Coming into baseball’s final day, the St. Louis Cardinals and Atlanta Braves were tied in the lead for the N.L. Wild Card, after St. Louis’ dramatic comeback (or Atlanta’s tragic collapse) in September. The Cardinals sent their ace onto the mound, a fellow by the name of Chris Carpenter to the mound against baseball’s worst team the Houston Astros, while the Braves went up against their division rivals the Philadelphia Phillies in a seemingly meaningless game for the Phillies. Yet, the Phillies had something to play for, seeing as if they could get a win against Atlanta, their first round opponent would be the Cardinals, instead of N.L. West division winner Arizona Diamondbacks.
For those who do not recall what happened on that final day, Chris Carpenter cruised to a completed game shut out victory (which he seems to have a knack for doing lately), while the Braves took a 3-2 lead into the 9th inning with their stud closer Craig Kimbrel on the mound to shut the door, it seemed inevitable that a playoff would be necessary to decide, the N.L. Wild Card winner. But Kimbrel ended up crumbling, blowing the lead and the Phillies eventually won the contest in 13 innings. Thus, single-handedly the Phillies decided their NLDS opponent.
After tonight’s conclusion to the 2011 division series, one may wonder if the Phillies are regretting that defeat of Atlanta on the season’s last day. Many people are shocked that the Phillies lost to the Cardinals and did not reach the World Series. And after investing over $170 million into their team and $67 million into just their starting staff, people may have a fair point. However, some people may not have realized how good of a matchup the Phillies were for the Cardinals. First off, the Cardinals won the season series against the Phillies in the regular season. But, that is not the main reason, the main reason is hitting. The Cardinals are the best hitting team in the National League with a team WAR of 34.3 and a team wOBA of .332. The Phillies on the other hand had the worst hitting team of any team to make the playoffs (WAR of 24.1 and wOBA of .316). Their pitching was heads and shoulders above the competition (and when you spend $67 million on five players it should be). However, Chris Carpenter is still very good, with a FIP of 3.06 and WAR of 5.0, he is still an extremely difficult matchup for a team as bad at hitting as the Phillies. Many will point to the fact that Halladay’s numbers are that much better (2.20 FIP, 8.2 WAR), that it should not have been a competition between the two pitchers.
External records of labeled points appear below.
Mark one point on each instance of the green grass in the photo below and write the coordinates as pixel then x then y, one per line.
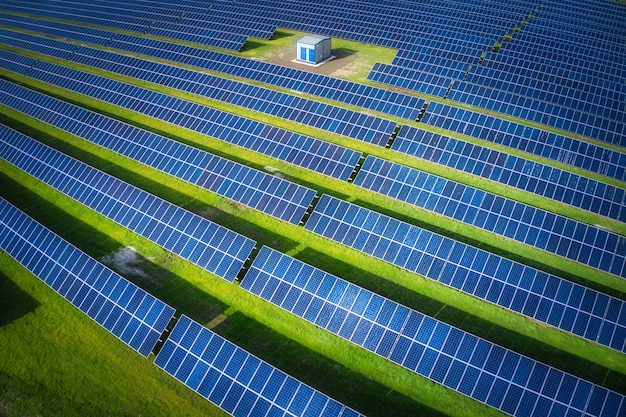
pixel 458 230
pixel 28 309
pixel 57 362
pixel 371 384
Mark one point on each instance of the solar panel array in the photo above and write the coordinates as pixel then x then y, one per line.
pixel 583 103
pixel 323 116
pixel 320 156
pixel 410 79
pixel 200 241
pixel 37 44
pixel 361 95
pixel 524 174
pixel 459 360
pixel 57 29
pixel 560 117
pixel 574 240
pixel 125 310
pixel 125 18
pixel 236 381
pixel 261 191
pixel 530 292
pixel 225 374
pixel 574 152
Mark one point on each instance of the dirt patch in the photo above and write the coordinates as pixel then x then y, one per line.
pixel 346 64
pixel 127 261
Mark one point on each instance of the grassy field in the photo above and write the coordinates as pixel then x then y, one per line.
pixel 60 357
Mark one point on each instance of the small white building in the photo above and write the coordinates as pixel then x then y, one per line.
pixel 313 49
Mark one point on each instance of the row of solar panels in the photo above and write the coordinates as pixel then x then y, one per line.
pixel 289 202
pixel 143 147
pixel 287 106
pixel 532 231
pixel 553 113
pixel 554 104
pixel 232 33
pixel 573 240
pixel 89 87
pixel 314 154
pixel 578 153
pixel 347 92
pixel 601 160
pixel 472 366
pixel 225 374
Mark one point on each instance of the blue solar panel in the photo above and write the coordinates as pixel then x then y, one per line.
pixel 554 115
pixel 117 18
pixel 125 310
pixel 419 81
pixel 331 118
pixel 361 95
pixel 511 285
pixel 556 234
pixel 235 380
pixel 591 157
pixel 50 47
pixel 275 196
pixel 459 360
pixel 324 157
pixel 204 243
pixel 556 184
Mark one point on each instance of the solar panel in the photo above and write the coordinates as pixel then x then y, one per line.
pixel 419 81
pixel 264 192
pixel 540 179
pixel 320 156
pixel 122 308
pixel 331 118
pixel 475 367
pixel 527 291
pixel 589 245
pixel 46 46
pixel 235 380
pixel 116 18
pixel 59 30
pixel 574 152
pixel 200 241
pixel 361 95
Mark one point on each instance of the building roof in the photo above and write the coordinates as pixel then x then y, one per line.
pixel 312 39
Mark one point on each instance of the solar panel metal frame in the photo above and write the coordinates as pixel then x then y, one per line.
pixel 577 241
pixel 192 237
pixel 472 366
pixel 546 298
pixel 125 310
pixel 237 381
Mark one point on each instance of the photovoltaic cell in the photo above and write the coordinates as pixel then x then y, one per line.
pixel 525 174
pixel 574 240
pixel 204 243
pixel 134 316
pixel 235 380
pixel 361 95
pixel 320 156
pixel 574 152
pixel 475 367
pixel 527 291
pixel 323 116
pixel 272 195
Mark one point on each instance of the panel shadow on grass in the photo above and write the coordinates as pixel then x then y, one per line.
pixel 14 301
pixel 447 313
pixel 339 382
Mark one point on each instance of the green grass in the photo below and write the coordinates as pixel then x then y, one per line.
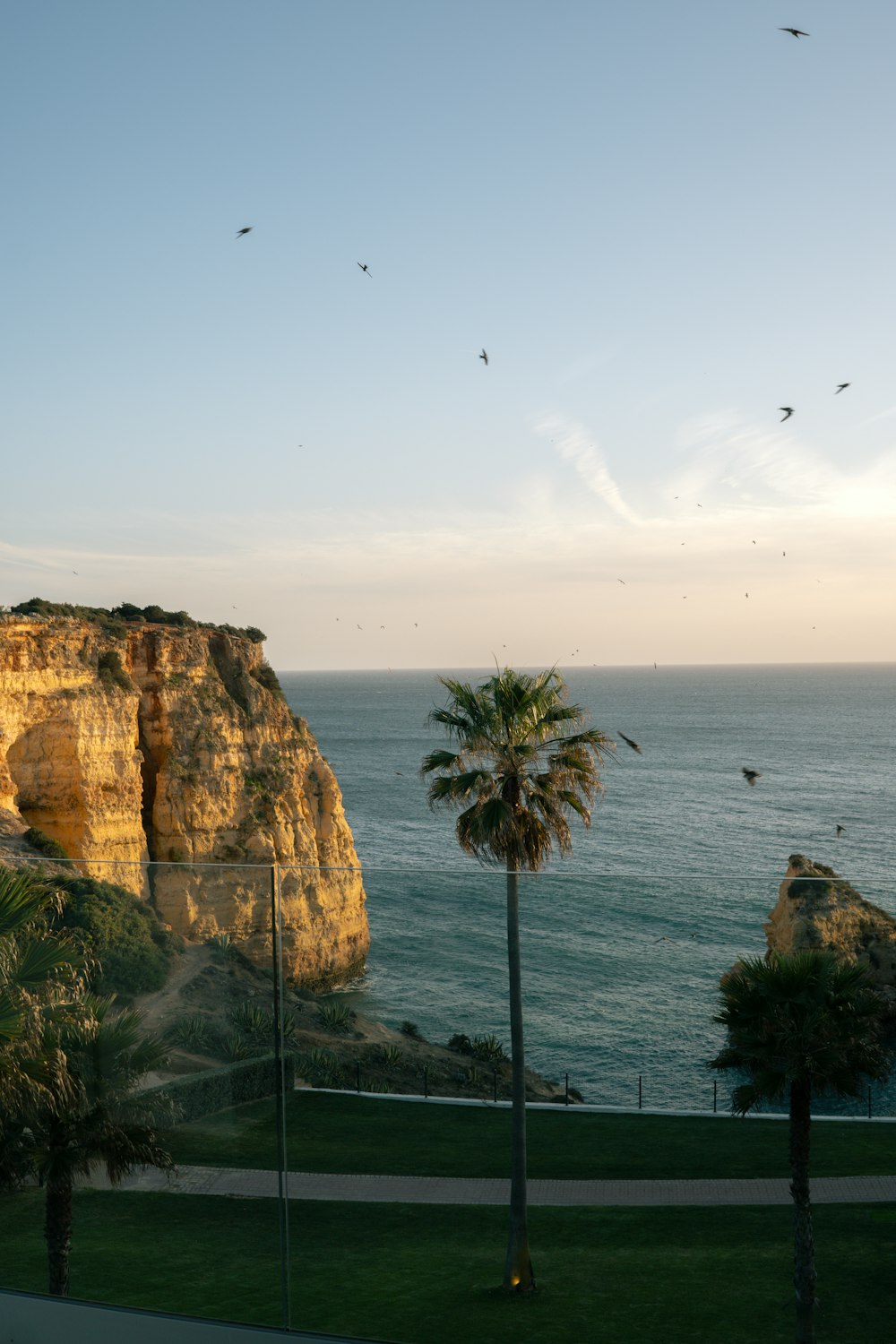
pixel 346 1133
pixel 410 1273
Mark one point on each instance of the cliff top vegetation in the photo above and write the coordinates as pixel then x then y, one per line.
pixel 117 620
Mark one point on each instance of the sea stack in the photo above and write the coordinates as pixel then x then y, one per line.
pixel 817 909
pixel 134 742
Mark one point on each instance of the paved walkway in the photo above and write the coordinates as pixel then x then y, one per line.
pixel 446 1190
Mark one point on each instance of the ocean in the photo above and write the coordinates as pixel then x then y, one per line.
pixel 625 941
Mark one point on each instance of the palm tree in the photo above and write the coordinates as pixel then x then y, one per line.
pixel 799 1024
pixel 107 1123
pixel 40 984
pixel 522 763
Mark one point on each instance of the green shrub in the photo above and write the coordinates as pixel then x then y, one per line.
pixel 335 1016
pixel 42 841
pixel 487 1048
pixel 237 1047
pixel 217 1089
pixel 110 621
pixel 193 1032
pixel 322 1069
pixel 253 1021
pixel 266 676
pixel 123 932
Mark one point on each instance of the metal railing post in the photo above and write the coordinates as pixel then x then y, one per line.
pixel 282 1180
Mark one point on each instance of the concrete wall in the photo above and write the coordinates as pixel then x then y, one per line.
pixel 29 1319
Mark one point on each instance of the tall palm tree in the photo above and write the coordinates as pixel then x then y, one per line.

It is a proven fact, however, that you cannot win a baseball game by 0-0 or merely shutting out the opponent. You have to score runs to win the game, and in Game 5 against the opponent the Phillies put in the playoffs, they could not score runs. Phillies fans have every right to complain about Ryan Howard, because not many people realize that he makes the same amount of money as Mr. Roy Halladay, yes that 0 for 15 string to end the Phillies season, came at a cost of 20 million dollars, or roughly $30,000 per PA, $588k per HR, or $111,111 per strikeout. Money will not buy a championship in baseball, unless it is spent correctly, no matter how much money is spent.